Review

kurz angerissen*

Mit seiner Tendenz zu kühler Optik, lasziven Posen und aufgebauschtem Schauspiel gehört "Knight Moves" sicherlich zu den archetypischen Thrillern der 90er Jahre. Seine zeitliche Nähe zu "Basic Instinct" ist kein Zufall; damals wurden funkelnden Großstädten gerne die verrückten Regeln von Psychopathen aufgedrängt (vgl. auch "Die Hard With A Vengeance", 1995; "The Game", 1997). Charaktere werden dann zu Spielfiguren, Polizeiermittlungen zu (teils blinden) Spielzügen, Stadtviertel zu Spielfeldern. Mittendrin rätselhafte Tatorte mit ungewöhnlich drapierten Leichen, die sich wie Bilderrätsel lesen lassen, mit deren Hilfe man sich als Zuschauer aktiv an der Auflösung des Whodunit versuchen und eine Wette mit dem Film eingehen kann: Wetten, ich errate den Mörder, bevor du ihn entlarvst?

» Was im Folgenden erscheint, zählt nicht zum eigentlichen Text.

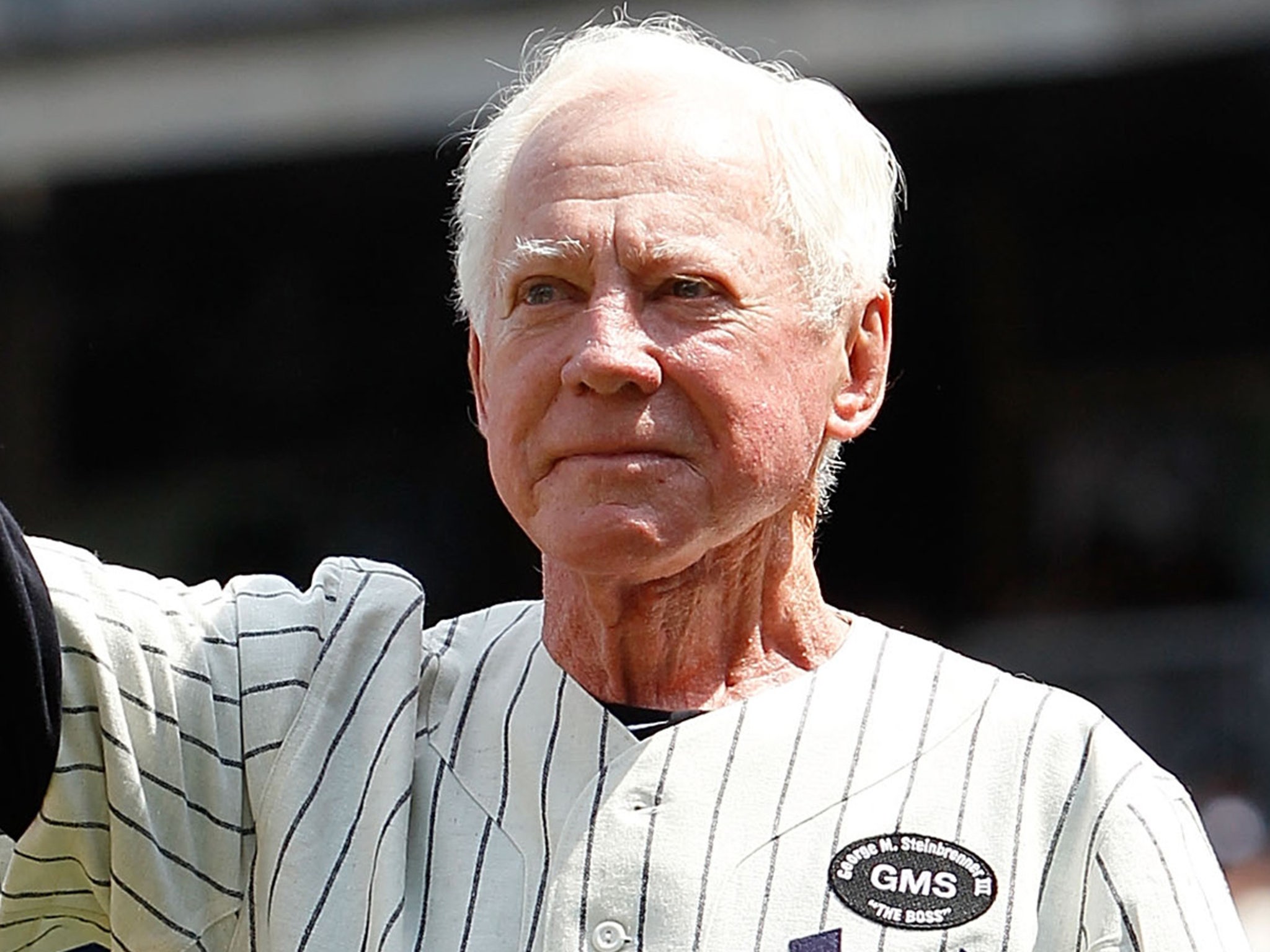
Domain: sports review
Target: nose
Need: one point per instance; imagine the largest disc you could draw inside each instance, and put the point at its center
(614, 352)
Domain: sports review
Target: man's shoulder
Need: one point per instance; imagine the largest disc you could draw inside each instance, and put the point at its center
(1015, 708)
(469, 637)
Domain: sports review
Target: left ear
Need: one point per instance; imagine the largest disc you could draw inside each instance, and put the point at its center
(866, 355)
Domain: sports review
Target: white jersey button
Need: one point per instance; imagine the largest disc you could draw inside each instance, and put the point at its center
(609, 936)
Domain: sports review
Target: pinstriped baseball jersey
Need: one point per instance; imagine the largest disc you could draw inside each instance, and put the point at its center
(262, 769)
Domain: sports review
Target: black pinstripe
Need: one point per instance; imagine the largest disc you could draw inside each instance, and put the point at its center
(32, 858)
(1124, 915)
(1169, 874)
(855, 762)
(1064, 813)
(475, 890)
(339, 735)
(602, 771)
(171, 856)
(966, 780)
(780, 808)
(375, 862)
(155, 912)
(507, 730)
(921, 742)
(648, 840)
(1089, 850)
(432, 815)
(403, 705)
(543, 808)
(1019, 821)
(144, 706)
(714, 824)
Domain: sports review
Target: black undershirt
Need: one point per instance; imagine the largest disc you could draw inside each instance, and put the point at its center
(31, 682)
(647, 721)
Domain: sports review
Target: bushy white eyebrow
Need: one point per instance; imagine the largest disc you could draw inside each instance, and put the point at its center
(536, 249)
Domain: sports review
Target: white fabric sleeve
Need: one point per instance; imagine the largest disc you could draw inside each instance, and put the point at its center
(174, 700)
(1153, 883)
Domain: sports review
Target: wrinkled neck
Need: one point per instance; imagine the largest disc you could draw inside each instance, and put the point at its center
(746, 616)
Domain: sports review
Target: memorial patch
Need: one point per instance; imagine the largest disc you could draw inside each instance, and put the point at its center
(912, 881)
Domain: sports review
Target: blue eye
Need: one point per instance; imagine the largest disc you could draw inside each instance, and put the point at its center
(540, 294)
(691, 288)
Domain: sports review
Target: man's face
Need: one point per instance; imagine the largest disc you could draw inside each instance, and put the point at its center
(648, 381)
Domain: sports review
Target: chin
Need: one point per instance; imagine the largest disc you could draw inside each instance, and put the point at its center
(616, 542)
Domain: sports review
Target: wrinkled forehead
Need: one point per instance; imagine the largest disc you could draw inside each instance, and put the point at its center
(687, 145)
(693, 125)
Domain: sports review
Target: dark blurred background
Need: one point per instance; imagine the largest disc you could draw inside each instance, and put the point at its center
(226, 340)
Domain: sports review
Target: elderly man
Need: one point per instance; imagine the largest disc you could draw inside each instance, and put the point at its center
(675, 270)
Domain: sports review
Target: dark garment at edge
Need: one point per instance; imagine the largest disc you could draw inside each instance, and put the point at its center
(31, 682)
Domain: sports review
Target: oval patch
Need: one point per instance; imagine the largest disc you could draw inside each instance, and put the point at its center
(912, 881)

In dieser Disziplin erweist sich Carl Schenkels Arbeit allerdings als wenig geübt, hält die Enthüllung doch in keiner Weise den großen Klassikern dieser Zeit (zB. "Sieben", 1995) stand, selbst wenn man dieses kleine Detail unbeachtet lässt, das einen schon recht früh auf das richtige Pferd tippen lässt. In der Schwarzweiß-Eröffnung mit blutroten Credits und bedrohlichem Orchester ist immerhin etwas Exzentrisches verborgen, das trotzdem einen gewissen Genuss nach Guilty-Pleasure-Art verspricht, gerade jetzt, da Jahrzehnte vergangen sind und man jene Dinge zu schätzen lernt, die es so heute nicht mehr gibt, weil sie mit der Zeit zum Klischee wurden oder politisch einfach nicht mehr tragbar sind: Daniel Baldwin etwa, der die Hauptfigur permanent auf dem Kieker hat, oder das etwas abschätzige Frauenbild, das abgesehen von einem halben Dutzend Bettgespielinnen lediglich eine Psychologin in einem als weich empfundenen Beruf (gerade im Kontrast zu den harten Hunden vom Polizeirevier) vorzuweisen hat, die sich dann auch noch in die bis zum Ende zum Kreis der Verdächtigen zählende Hauptfigur verliebt (ganz wie im wahren Leben, waren die Beiden zum Zeitpunkt des Drehs doch bereits miteinander verheiratet). Die Art und Weise, wie Christopher Lambert das Schachgenie darstellt, wird heute auch höchstens noch von Nicolas Cage in seinen weniger bekannten B-Movies gepflegt und ist somit ebenfalls zum seltenen Vergnügen geworden.

Für Feinkost-Experten hat "Knight Moves" also vermutlich nicht allzu viel zu bieten; im Direktvergleich mit den großen Thrillern seiner Zeit ist er völlig zu Recht untergegangen. Überhaupt das Schachspiel zum Aufhänger der Story zu machen, eine der ältesten Spiele-Metaphern der Geschichte, zeugt von einer platten, reißerischen Taktik, die bis ins hektische Finale hinein auch voll durchgezogen wird. Doch das soll nicht daran hindern, die ganze Farce in all ihrer 90er-Jahre-Herrlichkeit zu genießen.